Otwarto Muzeum Pamięci Sybiru
Placówka znajduje się w miejscu starych, wojskowych magazynów, nieopodal których Sowieci upychali Polaków do bydlęcych wagonów.
– Gdy w 2010 r. podjąłem decyzję o budowie w tym miejscu Muzeum Pamięci Sybiru, kierowała mną przede wszystkim chęć spełnienia marzeń Sybiraków, by powstało miejsce, które upamiętni ich niezłomność i hart ducha
– powiedział prezydent Białegostoku, Tadeusz Truskolaski.
„Polacy są jak trawa”
Andrzej Duda złożył wyrazy szacunku w imieniu Polaków wszystkim, którzy walczyli i cierpieli wywiezieni na Sybir.
– To miejsce pokazujące życie i tragedię, cierpienie, ale pokazujące także to, w jaki sposób Polacy sobie radzili.
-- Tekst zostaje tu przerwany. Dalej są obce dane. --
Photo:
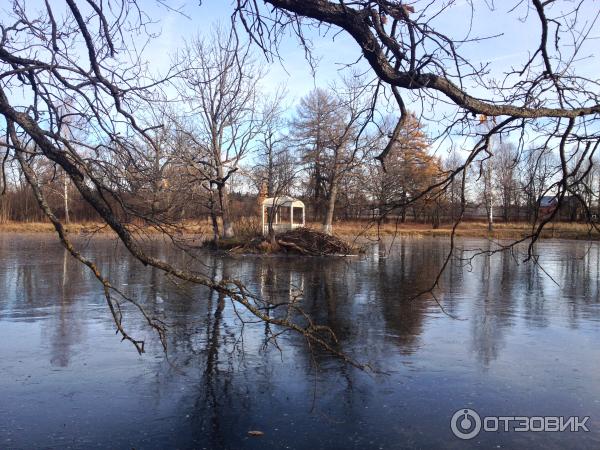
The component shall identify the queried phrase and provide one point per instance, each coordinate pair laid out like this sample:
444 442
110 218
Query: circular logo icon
465 423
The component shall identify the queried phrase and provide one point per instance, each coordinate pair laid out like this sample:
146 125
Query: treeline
222 141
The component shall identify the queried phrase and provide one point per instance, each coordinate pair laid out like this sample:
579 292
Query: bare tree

Polacy są jak trawa, wojna może przez nich przejść, cierpienie może przez nich przejść, podnoszą się za każdym razem, żyją, trwają, rozwijają się i wracają w swoje dawne miejsce, żeby budować Polskę
– powiedział Andrzej Duda.
Minister kultury Piotr Gliński podkreślił, że to pierwsze w kraju muzeum, którego istotą jest troska o upamiętnienie tych, którzy zginęli w dramatycznych warunkach z dala od ojczyzny. Również tych którzy przeżyli deportację i zesłanie.
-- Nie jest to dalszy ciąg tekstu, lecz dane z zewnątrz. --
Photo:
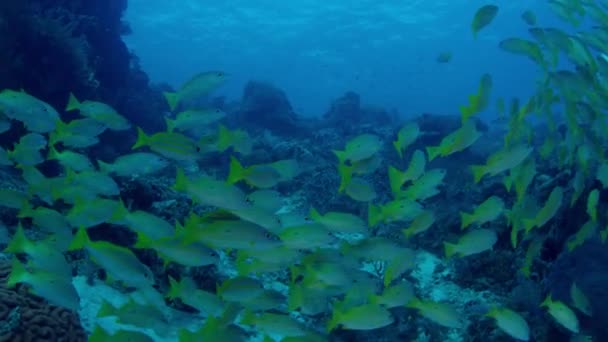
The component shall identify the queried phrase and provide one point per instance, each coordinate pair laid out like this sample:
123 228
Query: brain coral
25 317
Chcesz być na bieżąco? Czytaj codziennie MediaNarodowe.com
Jak podaje bialystok.tvp.pl, budowa kosztowała 44 miliony złotych. Z czego ponad 34,5 miliona pochodzi z budżetu Białegostoku, a ponad 9 milionów z Ministerstwa Kultury i Dziedzictwa Narodowego. Wystawa stała, która również jest już dostępna dla zwiedzających kosztowała 13 milionów złotych.